Anonymous Monk has asked for the wisdom of the Perl Monks concerning the following question:

Like most other posters, I'm new to perl and have been learning it for the past week. Due to the nature of the assignment, I'm unfortunately unable to post any code, and the limitation I'm under requires that variables be declared at the top of the program, c-style. I've been assigned to a company project to create a tool that reads a text file, goes through every line and removes duplicates and non-essential lines, then performs certain actions on the unique lines.
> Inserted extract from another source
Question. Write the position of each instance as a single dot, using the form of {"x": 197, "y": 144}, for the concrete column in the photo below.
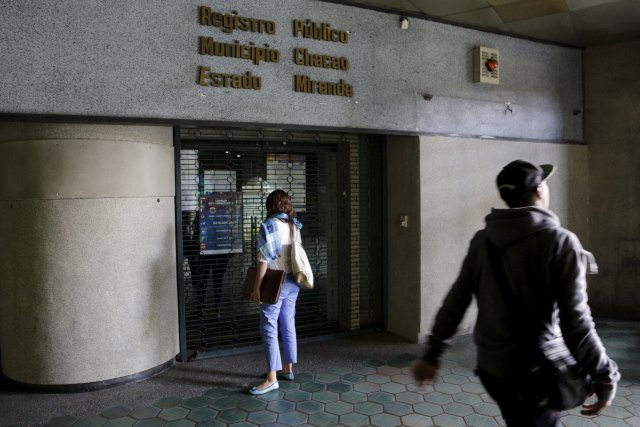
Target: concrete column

I managed to get a working, but inefficient script written. The problem I ran into was how to efficiently compare lines of text in a text file that is at least 60mb. I managed to cut the run time from 3 hours to 15 minutes by restricting how often the script checks for duplicates, but that's still too long.

The solution I came up with is rather than comparing each read line with a list of existing unique lines, break up the lines into 3 keywords, then search a data tree for matches. I'll get to the tree's structure later in the post.

To understand the structure of the tree, each line that needs to be compared uses the following format:
"..\..\folder\folder\file.ext", line #: junk: rule #:
I need to compare the file name, line #, and rule # to the corresponding information from previous lines. If all three keywords match, the line is a duplicate and can be tossed aside. If not, the line needs to be added to the data tree for the next loop iteration. Getting these values hasn't been a problem.

A picture would be best, but I don't have the means to upload one, so here's my best shot. The format of the data structure, using perl's limitations, might be that of an array with length 3, where the first entry contains a list of Rule #s (Rule #s are the fewest in number, so are searched first). The second entry is a 2D matrix containing a list of files under each rule. The third entry would be a 3D matrix containing a list of line #s for every file.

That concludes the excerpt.